|At 80, Thielemans Orders It Sweet; Illinois Jacquet, Tart
By BEN RATLIFF
Just a reminder: In 1950, there were no 80-year-olds playing jazz, anywhere; appreciating the aged was not part of the discourse. Now jazz-club schedules are filled with birthday celebrations for milestones of 60 and up. Age is instant venerability, and venerability helps sell tickets; these gigs generally aren't complete until an enormous cake gets trundled out.
Two famous figures who turned 80 this year are celebrating in New York clubs through tomorrow; they are very different kinds of 80. Toots Thielemans, the Belgian harmonica-player, seemed dazzled by his glorious sunset, and found shelter under the umbrella of sophisticated schmaltz; Illinois Jacquet, the great swing saxophonist, remains as earthy as his Louisiana accent, still ordering his big band through blasting riff-tunes reminiscent of the 1950's Count Basie band; he tempered his own birthday moment with tart-tongued humor.
Mr. Thielemans, at the Blue Note, played most of his early set on Tuesday with his regular quartet, including the pianist Kenny Werner, bassist Ray Drummond, and drummer Billy Hart. He's in good shape, only losing wind at the end of a long string of notes; but he finds off-centered rhythms, attaining a little bit of freedom, knocking his instrument from side to side for tremolos. His song-choices were the sort of up-market, relaxing classics appreciated from here to the Côte d'Azur: Brubeck, Gershwin, Ivan Lins, Luiz Bonfa. At the end, he brought out a guitar, his first instrument, which he played more hesitantly.

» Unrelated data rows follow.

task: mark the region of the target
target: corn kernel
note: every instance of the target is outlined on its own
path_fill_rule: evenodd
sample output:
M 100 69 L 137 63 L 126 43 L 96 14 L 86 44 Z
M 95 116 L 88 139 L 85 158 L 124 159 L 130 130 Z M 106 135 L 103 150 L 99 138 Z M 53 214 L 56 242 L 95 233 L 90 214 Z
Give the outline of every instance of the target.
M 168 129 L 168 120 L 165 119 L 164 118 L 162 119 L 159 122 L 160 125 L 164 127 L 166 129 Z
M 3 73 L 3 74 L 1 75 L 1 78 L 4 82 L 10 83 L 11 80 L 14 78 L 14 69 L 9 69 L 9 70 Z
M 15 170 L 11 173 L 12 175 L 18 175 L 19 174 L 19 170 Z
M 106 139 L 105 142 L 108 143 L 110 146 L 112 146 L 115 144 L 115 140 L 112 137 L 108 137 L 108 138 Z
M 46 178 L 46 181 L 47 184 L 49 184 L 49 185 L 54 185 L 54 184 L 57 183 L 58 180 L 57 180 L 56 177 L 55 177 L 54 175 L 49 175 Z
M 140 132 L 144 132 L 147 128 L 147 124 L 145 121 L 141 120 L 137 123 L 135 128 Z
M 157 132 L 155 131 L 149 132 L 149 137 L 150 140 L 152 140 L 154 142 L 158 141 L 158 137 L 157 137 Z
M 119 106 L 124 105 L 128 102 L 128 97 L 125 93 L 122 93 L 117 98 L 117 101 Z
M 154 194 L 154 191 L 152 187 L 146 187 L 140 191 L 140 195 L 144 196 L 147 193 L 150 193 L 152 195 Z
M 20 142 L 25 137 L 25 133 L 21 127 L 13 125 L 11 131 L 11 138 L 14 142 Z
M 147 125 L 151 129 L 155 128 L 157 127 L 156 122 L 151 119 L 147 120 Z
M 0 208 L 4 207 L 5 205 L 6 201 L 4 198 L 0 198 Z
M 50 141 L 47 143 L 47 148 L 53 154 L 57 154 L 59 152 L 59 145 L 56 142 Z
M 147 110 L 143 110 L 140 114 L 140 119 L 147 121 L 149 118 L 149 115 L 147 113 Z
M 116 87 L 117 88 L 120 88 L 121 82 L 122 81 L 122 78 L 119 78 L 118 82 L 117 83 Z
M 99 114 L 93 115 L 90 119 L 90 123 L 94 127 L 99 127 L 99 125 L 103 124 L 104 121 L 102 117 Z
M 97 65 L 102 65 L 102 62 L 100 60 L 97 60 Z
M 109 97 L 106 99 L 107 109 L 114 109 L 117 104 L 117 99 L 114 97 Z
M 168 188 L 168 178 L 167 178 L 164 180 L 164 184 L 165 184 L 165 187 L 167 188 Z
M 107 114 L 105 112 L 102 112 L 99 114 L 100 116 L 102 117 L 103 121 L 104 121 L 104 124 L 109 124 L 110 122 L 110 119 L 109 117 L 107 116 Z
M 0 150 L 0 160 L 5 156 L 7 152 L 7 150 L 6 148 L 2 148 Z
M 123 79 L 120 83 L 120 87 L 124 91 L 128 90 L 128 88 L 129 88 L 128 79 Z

Billy Joel appeared for some duets, and the flashbulbs went crazy. They played "Just the Way You Are" and "New York State of Mind," with Mr. Thielemans at home and happy in the songs, piping out chromatic obbligatos and harmonizing on choruses; he was joie de vivre itself. (The pianist George Shearing is to join Mr. Thielemans tonight, and the guitarist Oscar Castro-Neves tomorrow night.)